優しい嘘はいらない
「足元おぼつかない癖に、この部屋に招待したの、あんたよ。ここで飲み直そうって言ったあんたは、自分から隣の部屋に入って着替えておやすみって寝たのよ。信じられなかったわ」
マジですか?
両手で顔を隠し顔面蒼白になっている私は、呆れる志乃に見せる顔がありません。
「……それから……どうしたの?」
「申し訳ないけど、帰ってもらったわよ」
本当にやらかしたのね……
しばらく、放心状態の私を置き去りにし、勝手知ったる志乃はシャワーを浴びて服を拝借して化粧品も勝手に使って身支度を整えていた。

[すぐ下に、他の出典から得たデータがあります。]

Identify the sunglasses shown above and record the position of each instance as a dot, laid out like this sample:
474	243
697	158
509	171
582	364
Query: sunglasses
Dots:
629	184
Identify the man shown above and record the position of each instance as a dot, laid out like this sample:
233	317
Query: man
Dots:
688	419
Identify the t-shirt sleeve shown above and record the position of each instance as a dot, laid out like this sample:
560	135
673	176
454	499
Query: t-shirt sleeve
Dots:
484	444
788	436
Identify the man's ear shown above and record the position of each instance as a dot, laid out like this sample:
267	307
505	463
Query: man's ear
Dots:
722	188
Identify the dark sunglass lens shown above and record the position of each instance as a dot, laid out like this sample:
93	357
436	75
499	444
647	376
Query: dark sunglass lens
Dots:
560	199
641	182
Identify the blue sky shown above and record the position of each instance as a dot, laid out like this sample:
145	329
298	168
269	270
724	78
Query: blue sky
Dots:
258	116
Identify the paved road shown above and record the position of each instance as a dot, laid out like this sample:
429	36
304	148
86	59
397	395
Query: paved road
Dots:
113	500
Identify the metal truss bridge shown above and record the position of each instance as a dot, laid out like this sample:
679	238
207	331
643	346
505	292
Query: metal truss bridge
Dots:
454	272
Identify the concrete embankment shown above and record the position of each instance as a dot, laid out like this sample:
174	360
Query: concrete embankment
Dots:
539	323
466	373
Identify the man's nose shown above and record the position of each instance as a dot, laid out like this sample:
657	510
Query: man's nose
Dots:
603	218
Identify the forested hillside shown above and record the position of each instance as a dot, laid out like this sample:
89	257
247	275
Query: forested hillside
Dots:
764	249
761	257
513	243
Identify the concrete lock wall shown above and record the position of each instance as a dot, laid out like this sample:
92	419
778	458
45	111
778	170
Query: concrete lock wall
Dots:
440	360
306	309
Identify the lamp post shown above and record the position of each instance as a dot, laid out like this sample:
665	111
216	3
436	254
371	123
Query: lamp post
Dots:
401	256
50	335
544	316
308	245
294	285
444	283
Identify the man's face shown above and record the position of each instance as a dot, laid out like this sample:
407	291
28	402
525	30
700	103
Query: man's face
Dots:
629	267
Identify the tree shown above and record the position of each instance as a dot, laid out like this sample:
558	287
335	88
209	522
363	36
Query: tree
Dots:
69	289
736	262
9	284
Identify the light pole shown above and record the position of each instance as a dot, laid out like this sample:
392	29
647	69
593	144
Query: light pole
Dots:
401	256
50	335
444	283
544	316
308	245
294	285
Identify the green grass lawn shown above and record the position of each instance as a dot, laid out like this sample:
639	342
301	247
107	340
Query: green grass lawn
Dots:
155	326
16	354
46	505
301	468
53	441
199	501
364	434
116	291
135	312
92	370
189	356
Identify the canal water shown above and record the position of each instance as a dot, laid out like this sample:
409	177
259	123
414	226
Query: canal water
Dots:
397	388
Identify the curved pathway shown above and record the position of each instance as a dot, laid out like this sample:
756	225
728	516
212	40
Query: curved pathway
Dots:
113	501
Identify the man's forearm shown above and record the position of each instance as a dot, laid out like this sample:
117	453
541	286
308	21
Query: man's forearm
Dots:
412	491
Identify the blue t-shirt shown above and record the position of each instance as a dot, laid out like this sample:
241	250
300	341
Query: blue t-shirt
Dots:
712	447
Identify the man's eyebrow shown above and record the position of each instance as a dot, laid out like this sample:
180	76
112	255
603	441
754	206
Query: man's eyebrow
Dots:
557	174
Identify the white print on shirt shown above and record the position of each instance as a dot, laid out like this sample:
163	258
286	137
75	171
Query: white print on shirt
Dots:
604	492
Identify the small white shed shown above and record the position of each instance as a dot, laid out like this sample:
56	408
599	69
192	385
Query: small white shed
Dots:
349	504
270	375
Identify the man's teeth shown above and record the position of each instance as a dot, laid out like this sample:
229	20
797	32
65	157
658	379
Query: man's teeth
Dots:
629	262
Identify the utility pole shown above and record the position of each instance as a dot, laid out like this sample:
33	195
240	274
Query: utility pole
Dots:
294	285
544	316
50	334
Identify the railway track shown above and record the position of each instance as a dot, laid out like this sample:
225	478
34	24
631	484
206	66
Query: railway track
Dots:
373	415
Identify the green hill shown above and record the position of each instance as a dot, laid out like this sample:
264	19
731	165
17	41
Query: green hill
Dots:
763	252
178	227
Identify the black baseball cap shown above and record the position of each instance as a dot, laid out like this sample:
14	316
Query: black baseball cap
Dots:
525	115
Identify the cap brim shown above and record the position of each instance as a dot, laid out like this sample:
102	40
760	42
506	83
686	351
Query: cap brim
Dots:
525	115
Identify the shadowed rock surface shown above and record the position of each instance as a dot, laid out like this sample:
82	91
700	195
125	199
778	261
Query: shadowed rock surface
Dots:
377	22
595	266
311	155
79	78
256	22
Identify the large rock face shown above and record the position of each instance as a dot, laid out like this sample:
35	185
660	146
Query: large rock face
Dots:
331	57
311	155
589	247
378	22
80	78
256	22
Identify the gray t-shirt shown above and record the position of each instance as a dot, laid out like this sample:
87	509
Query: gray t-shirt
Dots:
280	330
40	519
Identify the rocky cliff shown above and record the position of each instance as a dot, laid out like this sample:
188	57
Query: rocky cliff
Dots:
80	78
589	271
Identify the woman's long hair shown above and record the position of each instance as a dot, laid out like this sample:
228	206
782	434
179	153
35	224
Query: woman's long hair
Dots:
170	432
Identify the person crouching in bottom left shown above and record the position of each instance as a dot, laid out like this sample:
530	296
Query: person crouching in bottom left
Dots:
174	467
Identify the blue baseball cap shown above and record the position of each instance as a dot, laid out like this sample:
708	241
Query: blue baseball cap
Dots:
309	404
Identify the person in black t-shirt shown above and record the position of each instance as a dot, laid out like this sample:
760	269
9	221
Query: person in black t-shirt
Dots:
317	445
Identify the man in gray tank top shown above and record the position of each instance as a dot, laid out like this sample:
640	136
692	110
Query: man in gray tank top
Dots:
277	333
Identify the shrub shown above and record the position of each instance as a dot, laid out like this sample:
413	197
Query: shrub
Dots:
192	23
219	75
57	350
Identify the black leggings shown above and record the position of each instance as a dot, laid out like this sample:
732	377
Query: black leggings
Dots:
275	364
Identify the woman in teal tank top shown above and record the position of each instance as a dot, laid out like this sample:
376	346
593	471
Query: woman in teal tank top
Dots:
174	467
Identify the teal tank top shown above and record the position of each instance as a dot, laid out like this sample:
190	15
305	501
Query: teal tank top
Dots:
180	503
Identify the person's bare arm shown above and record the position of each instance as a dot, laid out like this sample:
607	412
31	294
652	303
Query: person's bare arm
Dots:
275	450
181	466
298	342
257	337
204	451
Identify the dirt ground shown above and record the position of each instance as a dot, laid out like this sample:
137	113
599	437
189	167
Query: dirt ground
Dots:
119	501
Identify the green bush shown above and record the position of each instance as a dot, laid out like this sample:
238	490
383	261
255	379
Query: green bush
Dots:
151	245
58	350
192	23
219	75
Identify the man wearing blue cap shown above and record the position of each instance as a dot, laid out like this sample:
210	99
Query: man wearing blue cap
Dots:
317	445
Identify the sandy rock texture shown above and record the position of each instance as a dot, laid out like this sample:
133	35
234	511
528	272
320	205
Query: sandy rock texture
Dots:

「とりあえず、今度会ったら謝るのよ。じゃあ、私、行くから…」
玄関ドアの閉まる音が響き、1人残された私はやっと思考が動きだした。
ウワッ、どうしよう…
なに?
会えなくなるのイヤって私が本当に言ったの?
あの人にしがみついたの?
想像しただけで…赤面して叫び声をあげていた。
「あーーー、バカバカ。私のバカ」
覚えてない事に苛立つのか、そんな可愛らしい事を言ってしまった自分に苛立つのか、醜態を見せてしまった事に苛立つのか…突然、部屋の中を掃除しだし夢中になって昨日のことをなかった事にしたかった。